Last week, I started a series of posts to explore whether the concept of integrated marketing is dead. In that post, I looked at Wikipedia, which defines integrated marketing communications as the “application of consistent brand messaging across both traditional and non-traditional marketing channels and using different promotional methods to reinforce each other.” At the time, I wondered if this definition was dated and the simple issue with integrated marketing was that it needed a new look.
Even within Wikipedia, there are several definitions with the most current one from the STIR blog: “True IMC is the development of marketing strategies and creative campaigns that weave together multiple marketing disciplines (paid advertising, earned media/PR, promotion, owned assets and social media) that are executed across a variety of media, and selected to suit the particular goals of the brand.”

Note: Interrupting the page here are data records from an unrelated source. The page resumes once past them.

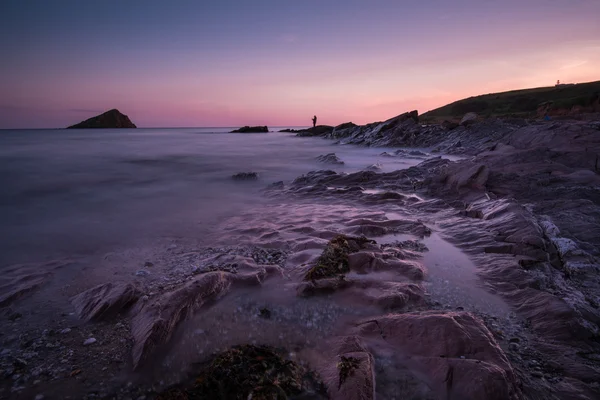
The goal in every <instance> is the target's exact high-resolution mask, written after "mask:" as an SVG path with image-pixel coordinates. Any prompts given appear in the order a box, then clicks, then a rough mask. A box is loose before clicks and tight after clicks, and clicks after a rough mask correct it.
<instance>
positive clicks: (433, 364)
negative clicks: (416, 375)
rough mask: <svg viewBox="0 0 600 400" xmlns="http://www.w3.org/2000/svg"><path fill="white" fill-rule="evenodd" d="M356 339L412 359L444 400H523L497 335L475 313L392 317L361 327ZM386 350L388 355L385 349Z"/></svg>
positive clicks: (377, 318)
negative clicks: (446, 399) (488, 327)
mask: <svg viewBox="0 0 600 400" xmlns="http://www.w3.org/2000/svg"><path fill="white" fill-rule="evenodd" d="M356 333H357V335H358V336H360V337H363V338H365V339H368V340H370V341H380V342H381V344H380V346H385V347H387V351H388V352H394V353H395V354H397V356H398V359H401V360H411V363H410V366H411V369H412V370H414V371H415V372H416V374H417V375H421V376H422V377H425V379H426V381H428V382H431V384H432V385H433V386H434V387H435V389H436V391H437V392H438V393H439V394H440V398H444V399H446V398H450V399H465V400H478V399H488V400H507V399H514V400H516V399H520V398H521V393H520V390H519V387H518V383H517V380H516V377H515V374H514V372H513V370H512V367H511V366H510V363H509V361H508V359H507V358H506V356H505V355H504V353H503V352H502V350H501V349H500V347H499V346H498V344H497V343H496V340H495V339H494V336H493V335H492V333H491V332H490V331H489V330H488V329H487V328H486V327H485V325H484V324H483V323H482V322H481V321H480V320H479V319H478V318H477V317H475V316H473V315H472V314H470V313H465V312H457V313H440V312H438V311H432V312H423V313H408V314H389V315H386V316H384V317H380V318H376V319H375V320H367V321H364V322H363V323H361V324H359V328H358V329H357V332H356ZM382 351H383V350H382Z"/></svg>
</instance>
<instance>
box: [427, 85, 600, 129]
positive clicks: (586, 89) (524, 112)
mask: <svg viewBox="0 0 600 400" xmlns="http://www.w3.org/2000/svg"><path fill="white" fill-rule="evenodd" d="M599 96H600V81H597V82H589V83H579V84H576V85H565V86H559V87H556V86H551V87H541V88H535V89H524V90H512V91H510V92H503V93H492V94H486V95H482V96H476V97H469V98H468V99H463V100H459V101H456V102H454V103H451V104H448V105H446V106H444V107H440V108H437V109H435V110H431V111H429V112H427V113H425V114H423V115H422V116H421V117H422V118H423V119H424V120H427V119H430V120H441V119H449V120H456V119H460V118H462V116H463V115H465V114H466V113H468V112H476V113H477V114H479V115H481V116H483V117H496V116H524V117H525V116H534V115H536V111H537V109H538V107H539V106H540V105H541V104H543V103H547V102H552V105H551V108H550V109H551V112H552V111H554V112H558V111H560V110H571V109H572V108H573V107H574V106H581V107H590V106H591V105H592V104H593V103H594V102H598V97H599Z"/></svg>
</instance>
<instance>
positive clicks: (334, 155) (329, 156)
mask: <svg viewBox="0 0 600 400" xmlns="http://www.w3.org/2000/svg"><path fill="white" fill-rule="evenodd" d="M317 161H319V162H322V163H324V164H334V165H344V162H343V161H342V160H340V159H339V157H338V156H336V155H335V153H329V154H325V155H320V156H319V157H317Z"/></svg>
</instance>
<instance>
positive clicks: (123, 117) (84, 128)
mask: <svg viewBox="0 0 600 400" xmlns="http://www.w3.org/2000/svg"><path fill="white" fill-rule="evenodd" d="M108 128H136V126H135V124H134V123H133V122H131V120H130V119H129V117H128V116H127V115H125V114H122V113H121V112H119V110H117V109H116V108H115V109H112V110H109V111H107V112H105V113H103V114H100V115H97V116H95V117H92V118H89V119H86V120H85V121H82V122H80V123H78V124H75V125H71V126H69V127H68V128H67V129H108Z"/></svg>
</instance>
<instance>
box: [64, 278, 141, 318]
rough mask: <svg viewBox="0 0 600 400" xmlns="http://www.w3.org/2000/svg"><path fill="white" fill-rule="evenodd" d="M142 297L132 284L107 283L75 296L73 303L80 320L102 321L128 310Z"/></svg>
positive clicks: (100, 285)
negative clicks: (98, 320)
mask: <svg viewBox="0 0 600 400" xmlns="http://www.w3.org/2000/svg"><path fill="white" fill-rule="evenodd" d="M140 296H141V293H140V291H139V290H138V289H137V288H136V287H135V286H134V285H132V284H124V283H105V284H103V285H99V286H96V287H94V288H91V289H89V290H86V291H85V292H83V293H81V294H79V295H77V296H75V297H74V298H73V299H72V300H71V302H72V303H73V307H75V312H77V315H78V316H79V318H81V319H83V320H85V321H89V320H102V319H107V318H110V317H112V316H114V315H116V314H118V313H120V312H122V311H125V310H127V308H129V307H130V306H131V305H133V304H134V303H135V302H136V301H137V300H138V299H139V297H140Z"/></svg>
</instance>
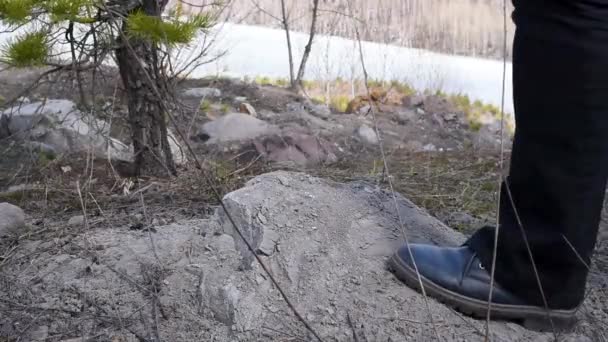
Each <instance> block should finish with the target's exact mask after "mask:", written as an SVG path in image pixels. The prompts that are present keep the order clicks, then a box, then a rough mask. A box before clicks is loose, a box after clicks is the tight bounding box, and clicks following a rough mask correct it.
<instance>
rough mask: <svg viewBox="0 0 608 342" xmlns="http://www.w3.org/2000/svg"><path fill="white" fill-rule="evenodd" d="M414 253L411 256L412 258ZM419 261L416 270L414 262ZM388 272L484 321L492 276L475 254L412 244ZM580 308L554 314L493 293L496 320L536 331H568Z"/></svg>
mask: <svg viewBox="0 0 608 342" xmlns="http://www.w3.org/2000/svg"><path fill="white" fill-rule="evenodd" d="M410 251H411V254H410ZM412 256H413V258H414V260H415V261H416V267H417V268H418V272H419V274H420V278H419V277H418V275H417V272H416V268H415V267H414V263H413V262H412ZM388 266H389V269H390V270H391V271H393V272H394V273H395V275H396V276H397V278H399V279H400V280H402V281H403V282H405V283H406V284H407V285H408V286H410V287H412V288H415V289H417V290H420V283H422V285H423V286H424V290H425V292H426V294H427V295H429V296H431V297H433V298H435V299H438V300H439V301H441V302H443V303H444V304H447V305H449V306H452V307H454V308H455V309H457V310H458V311H460V312H462V313H464V314H467V315H470V316H473V317H477V318H485V317H486V315H487V311H488V297H489V294H490V278H491V276H490V273H489V272H488V271H487V270H486V269H485V268H484V267H483V265H482V264H481V262H480V261H479V259H478V258H477V256H476V255H475V253H474V252H473V251H472V250H471V249H469V248H468V247H466V246H463V247H455V248H449V247H437V246H431V245H421V244H410V250H408V248H407V246H403V247H401V248H400V249H399V250H398V251H397V253H395V254H394V255H393V257H392V258H391V259H390V260H389V265H388ZM576 310H577V308H572V309H569V310H561V309H560V310H554V309H551V308H548V309H546V308H544V307H539V306H534V305H528V304H527V303H525V302H524V301H523V300H521V299H520V298H518V297H517V296H515V295H514V294H513V293H511V292H509V291H508V290H506V289H504V288H502V287H501V286H500V285H499V284H496V282H495V283H494V290H493V291H492V314H491V317H492V318H493V319H504V320H514V321H520V322H522V323H524V325H525V326H528V327H531V328H535V329H541V330H544V329H549V327H550V326H551V325H554V326H555V325H559V326H560V327H568V326H570V325H571V323H572V322H573V320H574V316H575V313H576Z"/></svg>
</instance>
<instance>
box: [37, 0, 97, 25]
mask: <svg viewBox="0 0 608 342" xmlns="http://www.w3.org/2000/svg"><path fill="white" fill-rule="evenodd" d="M92 6H93V1H92V0H48V1H46V3H45V8H46V10H47V11H48V13H49V14H50V15H51V19H52V20H53V21H54V22H58V21H63V20H71V21H78V22H81V21H82V20H83V18H79V15H80V14H81V13H83V12H84V11H85V10H86V9H90V8H91V7H92ZM87 12H88V13H90V12H91V11H90V10H89V11H87ZM85 21H86V20H85Z"/></svg>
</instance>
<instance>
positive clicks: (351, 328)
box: [346, 312, 359, 342]
mask: <svg viewBox="0 0 608 342" xmlns="http://www.w3.org/2000/svg"><path fill="white" fill-rule="evenodd" d="M346 321H347V322H348V325H349V326H350V330H351V331H352V332H353V341H354V342H359V335H358V334H357V329H355V324H354V323H353V320H352V318H351V317H350V312H347V313H346Z"/></svg>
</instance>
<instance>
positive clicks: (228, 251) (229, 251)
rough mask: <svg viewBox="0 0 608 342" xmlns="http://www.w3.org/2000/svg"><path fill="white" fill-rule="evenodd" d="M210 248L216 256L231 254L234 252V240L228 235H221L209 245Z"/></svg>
mask: <svg viewBox="0 0 608 342" xmlns="http://www.w3.org/2000/svg"><path fill="white" fill-rule="evenodd" d="M211 248H213V250H215V251H216V252H217V253H218V254H223V253H226V252H233V251H235V249H234V239H233V238H232V236H230V235H228V234H222V235H220V236H218V237H216V238H215V239H214V240H213V242H212V243H211Z"/></svg>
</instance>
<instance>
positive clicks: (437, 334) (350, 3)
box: [349, 1, 441, 341]
mask: <svg viewBox="0 0 608 342" xmlns="http://www.w3.org/2000/svg"><path fill="white" fill-rule="evenodd" d="M349 8H350V9H351V12H353V11H352V5H351V3H350V1H349ZM351 14H352V13H351ZM354 28H355V34H356V37H357V42H358V46H359V58H360V61H361V68H362V70H363V78H364V80H365V88H366V91H367V96H368V98H369V99H370V109H369V111H370V112H371V114H372V118H373V121H374V130H375V133H376V135H377V137H378V143H379V147H380V154H381V156H382V163H383V167H384V172H385V173H386V175H387V177H386V178H387V181H388V185H389V188H390V190H391V197H392V199H393V203H394V205H395V213H396V214H397V217H398V218H399V226H400V227H399V228H400V230H401V234H402V235H403V238H404V240H405V244H406V246H407V250H408V253H409V256H410V258H411V259H412V263H413V265H414V269H415V270H416V275H417V276H418V283H419V285H420V290H421V291H422V295H423V296H424V303H425V306H426V308H427V311H428V313H429V318H430V321H431V324H432V326H433V332H434V333H435V337H436V338H437V340H438V341H440V340H441V337H440V335H439V331H438V330H437V326H436V324H435V322H434V318H433V312H432V311H431V307H430V305H429V301H428V297H427V295H426V291H425V289H424V285H423V283H422V277H421V275H420V272H419V271H418V265H416V260H415V259H414V255H413V253H412V249H411V248H410V243H409V239H408V237H407V233H406V232H405V223H404V221H403V217H401V213H400V212H399V204H398V203H397V196H396V195H395V189H394V187H393V182H392V179H391V176H390V172H389V168H388V162H387V160H386V153H385V151H384V144H383V142H382V136H381V134H380V129H379V128H378V120H377V116H376V110H375V109H374V104H373V102H372V101H371V98H372V96H371V91H370V88H369V81H368V79H369V77H368V73H367V69H366V67H365V58H364V56H363V46H362V43H361V35H360V33H359V28H358V26H357V24H356V23H355V25H354Z"/></svg>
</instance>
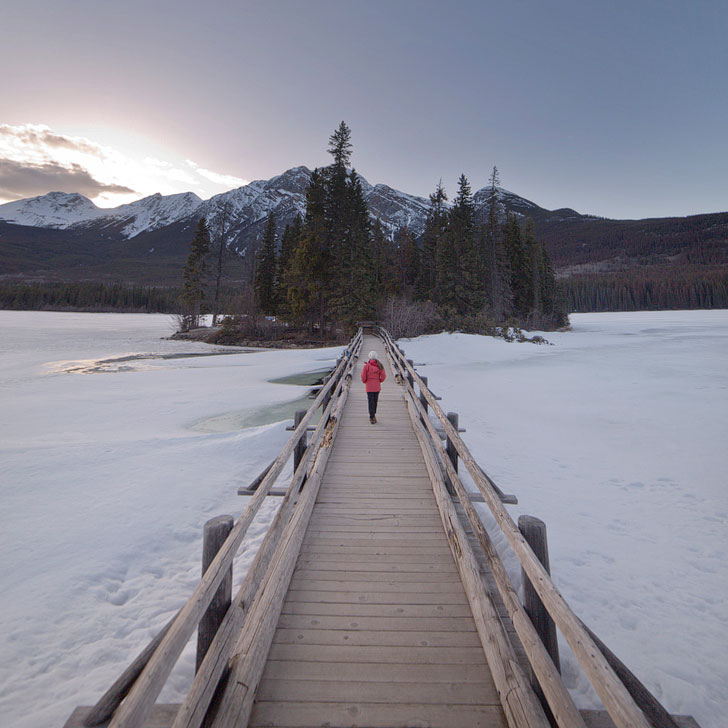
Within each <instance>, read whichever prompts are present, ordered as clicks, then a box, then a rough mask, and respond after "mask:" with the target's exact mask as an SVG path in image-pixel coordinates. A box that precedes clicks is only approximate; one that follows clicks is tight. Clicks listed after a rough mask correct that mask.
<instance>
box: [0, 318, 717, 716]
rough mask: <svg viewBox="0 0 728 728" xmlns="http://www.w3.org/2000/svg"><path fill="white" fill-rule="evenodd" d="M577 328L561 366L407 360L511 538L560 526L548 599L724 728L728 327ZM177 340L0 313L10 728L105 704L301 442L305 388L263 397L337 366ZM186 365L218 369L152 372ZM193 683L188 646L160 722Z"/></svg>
mask: <svg viewBox="0 0 728 728" xmlns="http://www.w3.org/2000/svg"><path fill="white" fill-rule="evenodd" d="M572 324H573V331H572V332H568V333H558V334H552V333H549V334H545V336H546V338H547V339H548V340H549V341H550V342H552V344H553V345H552V346H535V345H531V344H517V343H510V344H509V343H506V342H504V341H502V340H497V339H490V338H485V337H476V336H467V335H462V334H452V335H449V334H440V335H438V336H430V337H420V338H419V339H416V340H412V341H403V342H401V344H402V346H403V348H404V349H405V351H406V352H407V355H408V357H409V358H413V359H414V360H415V363H416V365H417V366H418V370H419V371H420V373H422V374H424V375H426V376H428V377H429V383H430V386H431V387H432V389H433V391H435V392H436V393H437V394H439V395H441V396H442V397H443V399H442V402H441V404H442V406H443V408H444V409H445V410H446V411H457V412H458V413H459V414H460V422H461V425H462V426H463V427H465V428H467V432H466V433H465V434H464V438H465V440H466V442H467V443H468V445H469V447H470V448H471V450H472V452H473V454H474V455H475V457H476V459H477V460H478V461H479V463H480V464H481V465H482V466H483V467H484V468H485V470H486V471H487V472H488V473H489V474H490V475H491V476H492V477H493V478H494V479H495V480H496V482H497V483H498V484H499V485H500V487H501V488H502V489H503V490H504V491H506V492H509V493H510V492H512V493H515V494H516V495H517V496H518V498H519V505H518V506H509V510H510V512H511V514H512V515H513V517H514V519H517V517H518V515H519V514H521V513H529V514H532V515H535V516H537V517H539V518H542V519H543V520H544V521H545V522H546V524H547V526H548V529H549V531H548V535H549V545H550V556H551V568H552V573H553V578H554V581H555V582H556V584H557V586H558V587H559V589H560V590H561V591H562V593H563V595H564V596H565V598H566V599H567V601H568V602H569V603H570V605H571V606H572V608H573V609H574V610H575V612H576V613H577V614H578V615H579V616H580V617H581V618H582V619H583V620H584V621H585V622H586V623H587V624H588V625H589V626H590V627H591V628H592V629H593V630H594V631H595V632H596V633H597V634H598V635H599V636H600V637H601V638H602V639H603V640H604V641H605V642H606V643H607V644H608V645H609V646H610V648H611V649H612V650H613V651H614V652H615V653H616V654H617V655H618V656H619V657H620V658H621V659H622V660H623V661H624V662H625V663H626V664H627V665H628V666H629V667H630V668H631V669H632V670H633V671H634V672H635V673H636V674H637V676H638V677H639V678H640V679H642V680H643V681H644V682H645V684H646V685H647V687H648V688H650V689H651V690H652V691H653V692H654V693H655V695H656V696H657V697H658V698H659V699H660V700H662V701H663V702H664V704H665V705H666V707H667V708H668V709H669V710H670V711H672V712H675V713H690V714H692V715H693V716H695V718H696V719H697V720H698V722H699V723H700V724H701V726H702V728H719V727H720V726H722V725H724V720H723V716H724V715H725V714H726V712H728V698H727V696H726V690H725V685H726V684H728V661H726V659H725V655H726V654H728V636H727V635H728V624H727V622H728V610H727V609H726V607H725V603H726V598H727V597H728V565H727V564H728V559H727V558H726V555H727V552H728V525H727V524H728V491H727V490H726V488H725V472H726V471H727V468H726V464H727V463H726V460H727V458H726V455H725V442H726V435H728V376H727V375H726V367H725V362H726V360H728V357H727V355H728V312H726V311H707V312H706V311H702V312H701V311H693V312H655V313H630V314H588V315H587V314H583V315H574V316H572ZM171 330H172V326H171V323H170V320H169V318H168V317H166V316H157V315H127V314H63V313H41V312H10V311H0V333H1V334H2V335H1V336H0V393H1V396H2V405H3V407H2V413H3V417H2V418H0V457H1V458H2V470H1V471H0V504H1V509H0V518H1V519H2V527H1V528H0V548H2V551H3V553H4V554H5V558H4V559H3V561H2V565H0V593H1V594H2V609H1V610H0V655H1V656H2V660H0V716H2V720H1V721H0V723H2V725H3V726H5V725H7V726H12V727H13V728H15V727H16V726H17V727H19V728H45V727H49V726H59V725H62V724H63V722H64V721H65V719H66V718H67V717H68V715H69V714H70V712H71V710H72V709H73V708H74V707H75V706H76V705H79V704H90V703H93V702H95V700H96V699H98V697H99V696H100V695H101V693H102V692H103V691H104V690H105V689H106V688H107V687H108V686H109V685H110V684H111V682H112V681H113V680H114V679H116V677H117V676H118V674H119V673H120V672H121V671H122V670H123V669H124V668H125V667H126V666H127V665H128V663H129V662H130V661H131V660H132V659H133V658H134V657H135V656H136V654H137V653H138V652H139V650H141V649H142V647H144V645H145V644H146V643H147V642H148V641H149V639H151V637H152V636H153V635H154V634H155V633H156V632H157V630H158V629H159V628H160V627H161V626H162V625H163V624H164V623H165V622H166V621H167V620H168V619H169V617H170V616H172V614H174V612H175V611H176V610H177V609H178V608H179V607H180V606H181V605H182V604H183V603H184V601H185V600H186V599H187V597H188V596H189V595H190V593H191V592H192V590H193V589H194V587H195V585H196V584H197V582H198V580H199V572H200V553H201V535H202V526H203V524H204V522H205V521H206V520H207V519H208V518H211V517H213V516H216V515H220V514H223V513H230V514H232V515H233V516H237V515H238V514H239V513H240V512H242V510H243V509H244V506H245V499H243V498H240V497H239V496H237V495H236V491H237V488H238V487H239V486H241V485H246V484H248V483H249V482H250V481H251V480H252V479H253V478H254V477H255V476H256V475H257V474H258V473H259V472H260V470H261V469H262V468H263V467H264V466H265V465H267V463H268V462H270V460H272V459H273V457H275V455H276V454H277V453H278V451H279V450H280V448H281V447H282V445H283V443H284V442H285V441H286V439H287V437H288V436H289V434H290V433H287V432H286V431H285V427H286V425H287V421H278V422H272V423H271V424H260V423H266V422H271V418H273V419H275V417H276V416H278V415H277V412H279V409H278V408H279V407H281V406H283V405H284V403H286V402H293V401H295V400H297V399H299V398H300V397H301V396H302V395H304V394H305V393H306V391H307V388H306V387H299V386H292V385H285V384H272V383H270V382H269V381H268V380H270V379H274V378H277V377H282V376H287V375H290V374H297V373H300V372H306V371H314V370H319V369H321V368H323V367H325V366H327V365H331V364H333V362H334V360H335V358H336V357H337V356H338V354H339V353H340V351H341V349H323V350H307V351H257V352H255V353H238V354H234V355H228V354H223V353H222V352H223V351H224V348H223V347H218V348H216V349H215V348H213V347H209V346H207V345H204V344H196V343H190V342H178V341H168V340H164V339H162V338H161V337H165V336H168V335H169V334H170V333H171ZM213 351H217V352H218V353H217V354H216V355H215V356H205V354H209V353H210V352H213ZM178 354H188V355H203V356H189V357H186V358H167V359H164V358H158V357H160V356H173V355H178ZM139 355H144V356H143V357H140V356H139ZM151 355H154V357H156V358H152V357H151ZM101 360H105V361H104V363H99V362H100V361H101ZM293 408H294V409H295V407H293ZM241 423H245V425H246V426H245V427H242V425H241ZM248 425H253V426H248ZM255 425H257V426H255ZM461 470H462V469H461ZM270 501H271V502H270V504H268V503H266V505H265V506H264V508H263V510H262V512H261V513H260V514H259V517H258V518H257V519H256V521H255V522H254V524H253V525H252V526H251V529H250V530H249V534H248V539H247V542H246V547H244V549H243V550H242V552H241V554H240V556H239V557H238V560H237V563H236V579H237V580H238V581H239V580H240V579H241V578H242V576H243V574H244V571H245V568H247V565H248V564H249V563H250V561H251V560H252V555H253V553H254V550H255V548H256V547H257V545H258V544H259V543H260V541H261V540H262V537H263V534H264V532H265V528H266V527H267V524H268V523H269V522H270V519H271V518H272V516H273V513H274V512H275V511H274V509H275V507H276V506H277V503H276V502H275V500H274V499H270ZM480 510H481V512H482V514H483V517H484V520H485V521H486V524H488V525H489V526H490V527H491V532H492V533H494V540H496V543H497V546H498V548H499V550H500V551H501V552H502V553H503V555H504V558H505V560H506V563H507V566H508V568H509V570H510V571H511V572H512V574H513V576H514V578H515V579H516V580H519V579H520V575H519V569H518V565H517V562H516V560H515V557H513V555H512V554H511V553H510V550H509V548H508V546H507V544H506V543H505V539H504V537H502V536H498V534H497V533H496V532H494V531H493V529H492V526H493V521H492V519H491V518H490V517H489V516H488V514H487V513H486V507H485V506H484V505H483V506H481V507H480ZM193 663H194V639H193V640H192V641H191V643H190V645H189V647H188V649H187V650H186V652H185V653H184V655H183V658H182V660H181V661H180V665H179V666H178V668H177V669H176V670H175V672H174V673H173V675H172V677H171V678H170V681H169V682H168V685H167V687H166V688H165V690H164V692H163V693H162V698H161V699H162V700H168V701H175V700H179V699H181V696H182V695H183V693H184V691H185V689H186V687H187V686H188V684H189V681H190V679H191V675H192V671H193ZM562 663H563V669H564V673H565V675H566V679H567V682H568V684H569V687H570V689H571V690H572V692H573V694H574V695H575V697H576V698H577V700H578V702H579V704H580V705H581V706H583V707H589V706H594V705H596V704H597V703H596V699H595V696H594V695H593V693H592V692H591V691H590V689H589V687H588V685H587V683H586V681H585V678H584V677H583V676H582V675H581V673H580V671H579V669H578V667H577V665H576V663H575V661H574V659H573V657H572V656H571V655H570V654H569V653H568V649H567V648H566V646H565V645H564V644H563V643H562Z"/></svg>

But I wanted to keep digging and found two more definitions from industry thought leaders on this topic:
- John Jantsch, marketing consultant and best selling author Duct Tape Marketing, The Referral Engine and more, defines it as follows: “Integrated marketing is the combination of marketing tactics to help deliver one marketing strategy and more quickly build know, like and trust.”
- Don Peppers, Founding Partner at Peppers & Rogers Group and, with co-author Martha Rogers, Ph.D., has published nine books including The One to One Future: Building Relationships One Customer at a Time, wrote a post on LinkedIn about what integrated marketing really means and said, “Integrated marketing incorporates an individual customer’s own perspective into all customer-facing functions at a company, including marketing, sales, and service.”
I could go on (here’s one more from Lee Odden on the Top Rank Blog) but I think these three definitions alone clearly show that integrated marketing is not clearly defined, which may be why it’s done so differently (poorly?) in many organizations, but that it’s also top of mind as a key concept.
But while these definitions are different and show how the thinking on integrated marketing has progressed, there are three key aspects that are crucial if we are to redefine integrated marketing yet again:
- Multiple disciplines: from a marketing perspective this covers advertising to PR and social to content marketing but could even be broader and integrate sales and service disciplines with marketing too.
- Combination of tactics: this is clear in even the original definition but what’s key for me is that it’s multiple tactics across the disciplines above and the possible list of tactics continues to grow.
- One strategy and message: probably the most abused aspect of integrated marketing is the fact that there is not one clear strategy and message across all the tactics, which becomes even more difficult if we integrate multiple disciplines outside marketing.
So do these three attributes solve our problems with integrated marketing? I’m not so sure. What are your thoughts?
Peppers goes on to talk about how you also need to integrate your customer’s perspective. That’s a good point; the audience is missing from the other definitions although it’s implied. But how would your integrated marketing campaigns be different if you thought about it from your customer’s point of view?